Across the entire sample, AFQ was unable to characterize 5 of the 576 fiber tracts (i.e., N × [number of fiber tracks] = 32 × 18): the callosum forceps major for three participants and the callosum forceps minor for two participants. These participants were excluded from analyses involving these particular fiber tracts. The failure of AFQ to identify these fibers may be a result of crossing fibers, noise in the data, abnormal anatomy that caused problems for automated segmentation, or small fiber tracks for which it is difficult to compute statistics. Of the 18 analyzed fiber groups (Table 3), two distinguished MDD from CTL participants after correcting for multiple comparisons: the left corticospinal tract (CST) (t(30) = 3.45, p < 0.002) and the right CST (t(30) = 3.79, p < 0.001) (Table 4, Figure 1). Both CSTs were characterized by greater FA in the MDD than in the CTL group (Table 4). As an exploratory analysis, we divided the group of MDD participants into two subgroups based on the presence or absence of comorbid anxiety; these two subgroups did not differ in FA for either the left or the right CST (p’s > 0.10). In addition, the group differences in CST were unchanged after removing the three MDD participants who were taking psychotropic medications (left CST: t(27) = 3.45, p < 0.002; right CST: t(27) = 3.11, p < 0.005). Finally, in the MDD group, we correlated age of onset and severity of depression, and level of global functioning, with mean FA individually for both left and right CST. No significant correlations were obtained (p > 0.10).
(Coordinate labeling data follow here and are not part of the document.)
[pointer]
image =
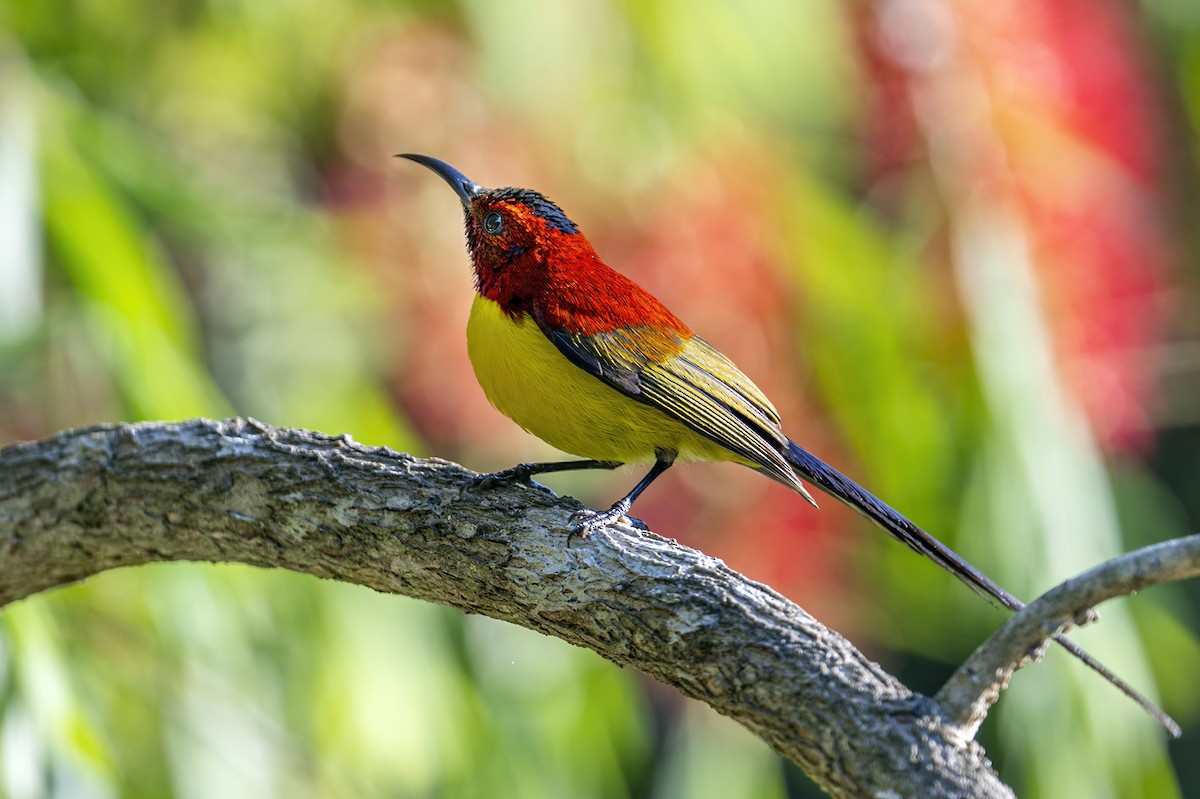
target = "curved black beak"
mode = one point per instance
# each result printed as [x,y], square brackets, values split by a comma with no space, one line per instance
[463,186]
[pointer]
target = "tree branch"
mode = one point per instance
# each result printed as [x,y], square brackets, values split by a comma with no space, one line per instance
[87,500]
[972,690]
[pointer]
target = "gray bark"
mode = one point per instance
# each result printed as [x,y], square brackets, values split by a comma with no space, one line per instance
[93,499]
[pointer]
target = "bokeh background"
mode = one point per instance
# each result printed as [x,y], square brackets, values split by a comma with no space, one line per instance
[955,241]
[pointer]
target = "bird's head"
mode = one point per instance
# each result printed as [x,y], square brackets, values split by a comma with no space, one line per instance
[519,239]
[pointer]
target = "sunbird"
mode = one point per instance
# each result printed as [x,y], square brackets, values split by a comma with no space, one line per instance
[588,361]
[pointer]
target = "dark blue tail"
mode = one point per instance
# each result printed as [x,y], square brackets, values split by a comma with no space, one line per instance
[835,484]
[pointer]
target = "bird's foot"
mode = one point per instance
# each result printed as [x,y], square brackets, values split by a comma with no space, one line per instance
[586,521]
[521,473]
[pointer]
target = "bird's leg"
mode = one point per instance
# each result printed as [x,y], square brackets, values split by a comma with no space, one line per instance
[525,472]
[585,522]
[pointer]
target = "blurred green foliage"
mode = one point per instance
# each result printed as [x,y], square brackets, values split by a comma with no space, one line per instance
[217,228]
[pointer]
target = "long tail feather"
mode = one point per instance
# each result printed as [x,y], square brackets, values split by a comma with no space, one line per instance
[835,484]
[838,485]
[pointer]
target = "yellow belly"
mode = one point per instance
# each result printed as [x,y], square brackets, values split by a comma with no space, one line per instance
[528,380]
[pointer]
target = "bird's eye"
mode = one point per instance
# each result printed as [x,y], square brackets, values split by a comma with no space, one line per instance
[493,223]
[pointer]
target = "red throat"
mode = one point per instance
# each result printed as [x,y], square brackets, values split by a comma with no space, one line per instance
[558,278]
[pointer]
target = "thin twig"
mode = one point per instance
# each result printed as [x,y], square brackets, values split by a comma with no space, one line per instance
[972,690]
For the second stage of the analysis plan, we identified MDPs associated with the AFQ-identified CST. This resulted in the identification of 24 unique MDPs from seven white matter ROIs (from a total of 50). The 24 MDPs (12 in each hemisphere) comprised 35.8% of the total set of 67 MDPs (Table 5). These MDPs overlap, are along the same white matter bundle, or are spatially proximal to the CST projections identified in the AFQ analysis.
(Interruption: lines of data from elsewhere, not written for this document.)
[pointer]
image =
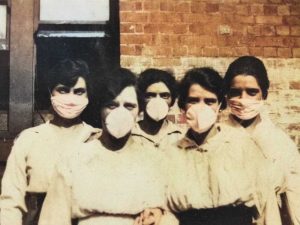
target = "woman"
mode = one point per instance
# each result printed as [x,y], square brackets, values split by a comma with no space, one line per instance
[110,179]
[157,91]
[36,151]
[246,85]
[220,176]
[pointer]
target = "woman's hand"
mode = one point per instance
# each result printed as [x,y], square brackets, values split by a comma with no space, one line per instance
[150,216]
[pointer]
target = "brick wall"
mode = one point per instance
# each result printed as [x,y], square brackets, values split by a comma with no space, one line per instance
[180,34]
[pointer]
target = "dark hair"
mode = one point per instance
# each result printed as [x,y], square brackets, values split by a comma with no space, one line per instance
[152,76]
[207,78]
[67,72]
[251,66]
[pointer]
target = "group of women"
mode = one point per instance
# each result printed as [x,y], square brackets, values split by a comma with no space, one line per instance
[149,171]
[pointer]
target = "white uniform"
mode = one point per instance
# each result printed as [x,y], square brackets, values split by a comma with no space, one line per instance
[282,151]
[227,169]
[31,164]
[168,136]
[103,187]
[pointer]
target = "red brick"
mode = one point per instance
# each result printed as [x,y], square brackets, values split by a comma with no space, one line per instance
[297,42]
[242,10]
[296,52]
[196,28]
[284,52]
[257,51]
[127,49]
[180,28]
[295,10]
[241,51]
[180,50]
[245,19]
[136,39]
[133,17]
[226,52]
[254,30]
[151,28]
[211,8]
[127,28]
[158,17]
[167,6]
[268,30]
[257,9]
[269,20]
[151,6]
[210,51]
[174,17]
[270,10]
[270,52]
[292,20]
[197,7]
[183,7]
[283,10]
[282,30]
[295,30]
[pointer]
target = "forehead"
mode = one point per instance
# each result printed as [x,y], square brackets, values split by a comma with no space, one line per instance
[198,91]
[128,94]
[244,81]
[158,88]
[80,83]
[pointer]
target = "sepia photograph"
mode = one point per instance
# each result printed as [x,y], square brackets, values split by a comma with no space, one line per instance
[149,112]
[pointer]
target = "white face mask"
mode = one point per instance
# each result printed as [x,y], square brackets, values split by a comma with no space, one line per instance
[157,109]
[119,122]
[69,106]
[201,117]
[245,109]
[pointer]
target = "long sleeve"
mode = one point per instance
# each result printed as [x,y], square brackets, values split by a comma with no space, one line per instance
[14,183]
[57,207]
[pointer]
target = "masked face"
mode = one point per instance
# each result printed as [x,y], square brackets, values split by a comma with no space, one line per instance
[118,117]
[70,102]
[158,101]
[245,97]
[201,108]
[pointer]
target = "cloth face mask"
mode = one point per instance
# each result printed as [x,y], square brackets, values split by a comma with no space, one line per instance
[119,122]
[245,109]
[201,117]
[157,109]
[69,106]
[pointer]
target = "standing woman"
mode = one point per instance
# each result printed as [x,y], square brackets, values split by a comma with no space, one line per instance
[36,151]
[246,85]
[157,92]
[219,175]
[110,179]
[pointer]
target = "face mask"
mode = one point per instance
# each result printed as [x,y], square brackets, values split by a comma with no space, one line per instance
[119,122]
[245,109]
[201,117]
[157,109]
[69,106]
We conducted two-sample t-tests on a point-by-point basis along each of the identified MDPs. After correcting for multiple comparisons by using FDR independently for each MDP, the MDD and CTL groups exhibited point-wise differences in four MDPs: the left posterior limb of the internal capsule, the right posterior limb of the internal capsule, the right superior corona radiata, and the left external capsule (Table 6, Figure 2). Because each of the four MDPs was located in a unique region, and because each of these regions included two analyzed MDPs, only one of the two MDPs identified for each implicated white matter region yielded point-wise group differences after FDR correction. Of the identified points that differed between groups (27 total across the four MDPs), all except three of the six points of the left external capsule were characterized by greater FA in the MDD than in the CTL group.